Malheureusement, les ficelles du scénario sont trop légères pour en faire un grand film. C’est suffisant pour maintenir le suspens et conserver quelques intrigues, mais de nombreux indices avaient déjà été dévoilés par les teasers et bandes annonces. Notamment la plus grosse ficelle qui est connue d’avance… Dommage car on prend beaucoup moins de plaisir lors des supposés rebondissements.
Le film reste cohérent sur les deux tiers de l’histoire puis semble s’effondrer sur le dernier tiers. La première partie est axée sur l’agent du MI6, campé par un Daniel Craig en grande forme ! De nombreux codes du genre sont présents et on s’amuse même des dialogues pinçant du british-agent. Le reste du film est tourné sur la tête de la pieuvre jouée par Christoph Waltz. Le “grand méchant” Franz Oberhauser est bien trop porté sur cette histoire de famille, ce qui déleste le scénario et les objectifs primaires de l’Organisation SPECTRE. De plus, cela mène a quelques belles incohérences, somme toutes compensées par un rythme efficace qui fait oublier ces erreurs en plongeant la tête première dans l’action.
Franz Oberhauser, un méchant raté
007 SPECTRE est loin d’être ennuyant. La réalisation est nerveuse lorsqu’il le faut sur les scènes d’actions, ou très calme et accompagnée d’une mise en scène magnifique pour poser les dialogues. Il faut d’ailleurs souligner le très beau plan séquence de la scène d’introduction qui en impose à la fois par le nombre de figurants mobilisés que par le suspens qui s’étire sur plusieurs minutes. La mise en scène offre, quant à elle – et dans des décors parfois magnifiques – de superbes séquences magnifiant soit James Bond, soit Franz Oberhauser.
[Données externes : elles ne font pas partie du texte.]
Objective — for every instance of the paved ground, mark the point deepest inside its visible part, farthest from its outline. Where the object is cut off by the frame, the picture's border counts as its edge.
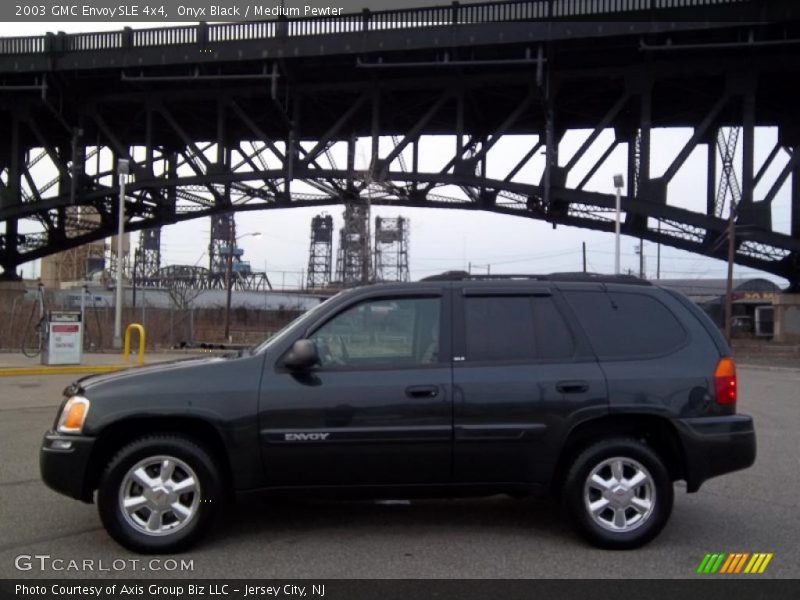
(752, 511)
SPECTRE est définitivement sombre et noir, à l’image de son précurseur Skyfall (qui a parlé de ressemblances avec la cinématographie du Dark Knight de Nolan ?).
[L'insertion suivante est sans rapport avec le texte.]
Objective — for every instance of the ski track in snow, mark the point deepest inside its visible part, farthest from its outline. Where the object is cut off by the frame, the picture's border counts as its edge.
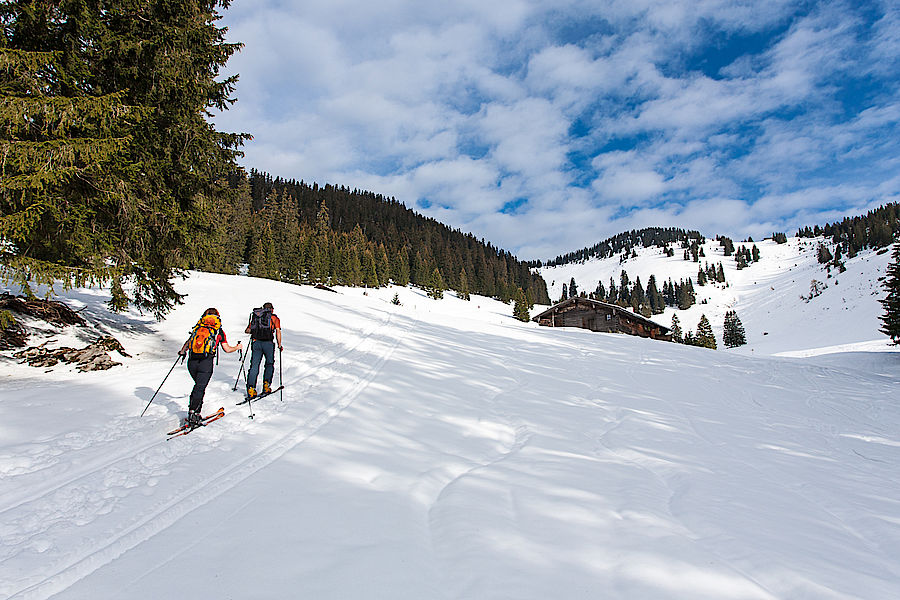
(31, 517)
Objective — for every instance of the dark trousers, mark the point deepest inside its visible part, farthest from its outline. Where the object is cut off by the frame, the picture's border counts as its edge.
(201, 371)
(258, 349)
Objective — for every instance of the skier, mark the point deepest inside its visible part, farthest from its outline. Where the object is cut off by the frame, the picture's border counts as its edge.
(265, 330)
(203, 344)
Mais alors pourquoi le chef incontesté de l’Organisation SPECTRE – Franz Oberhauser – est-il un méchant raté ? Tout simplement parce qu’il est trop dans l’ombre des personnages dont on reparlera dans le futur de la franchise, sorte de reboot d’un méchant bien connu des fans de la saga (spoiler alert, on s’arrête là). Chistoph Waltz est loin d’être mauvais dans le rôle mais semble trop se raccrocher à un script encore pas écrit de la suite des aventures…
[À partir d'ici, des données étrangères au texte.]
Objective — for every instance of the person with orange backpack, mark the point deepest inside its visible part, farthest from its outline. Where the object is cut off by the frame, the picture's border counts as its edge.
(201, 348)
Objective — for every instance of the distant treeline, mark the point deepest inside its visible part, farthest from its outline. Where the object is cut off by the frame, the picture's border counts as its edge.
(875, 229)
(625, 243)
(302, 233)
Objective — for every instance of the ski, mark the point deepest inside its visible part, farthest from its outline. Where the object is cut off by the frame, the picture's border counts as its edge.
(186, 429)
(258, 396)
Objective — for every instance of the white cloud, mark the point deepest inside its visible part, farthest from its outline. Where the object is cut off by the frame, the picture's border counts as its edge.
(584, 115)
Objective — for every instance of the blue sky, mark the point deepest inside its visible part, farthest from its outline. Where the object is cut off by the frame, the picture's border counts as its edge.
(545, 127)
D’ailleurs, on ne connait toujours pas le sombre dessein de l’organisation SPECTRE et de son jeu de pouvoir sur “l’information”. Ils s’annoncent comme des visionnaires, bien au dessus des systèmes démocratiques, mais sans forcément en dire plus… Instauration d’un nouvel ordre mondial ? Dictature ? Pressions sur les gouvernements sans monter sur le devant de la scène ? Les objectifs de SPECTRE sont flous et le resteront dans ce 24ème James Bond.
Un film trop ambitieux
Le manque de présence du leader de l’oganisation SPECTRE ouvre à un autre problème du film : il y a bien trop de personnages. Le pauvre Denbigh – incarné par le génial Andrew Scott, que l’on connait pour sa prestation de Moriarty du Sherlock avec Cumberbatch – a un demi-rôle bien vite expédié. Surtout lorsque l’on connait le talent de l’acteur, malgré le rôle de C dont on sait qu’il est temporaire. Autre exemple avec Dave Bautista dans la peau du “nouveau requin” qui ne sert qu’à légitimer quelques scènes d’actions brutales.
Les fins connaisseurs de la saga James Bond reconnaîtront d’ailleurs de très très très nombreux clins d’œils aux autres opus, tant sur les personnages que sur les lieux et les situations. Car là où 007 SPECTRE n’est pas très bon, c’est qu’il manque clairement d’innovation. Tout en abordant trop d’intrigues dans trop de lieux différents de part le monde, ce film ne fait que piocher dans du “déjà-vu” parcourus durant les 23 films qui le précède. Sans vous dévoiler quoi que se soit de l’intrigue, des lieux ou des personnages, il est facile de faire de nombreux rapprochement avec les James Bond de l’époque Sean Connery notamment.
Heureusement que SPECTRE se dote d’une James Bond Girl de qualité, qui n’arrive pas au niveau d’une Vesper Lynd, mais qui sait trouver une belle place dans le film. Léa Seydoux montre qu’elle peut assurer une prestation dans un très gros film dans un rôle pas si simple de prime abord. Le personnage de Madeleine Swann tranche, mais tombe trop vite dans un cliché, surtout sur la fin. James Bond est de nouveau un homme à femme… Trop facile ?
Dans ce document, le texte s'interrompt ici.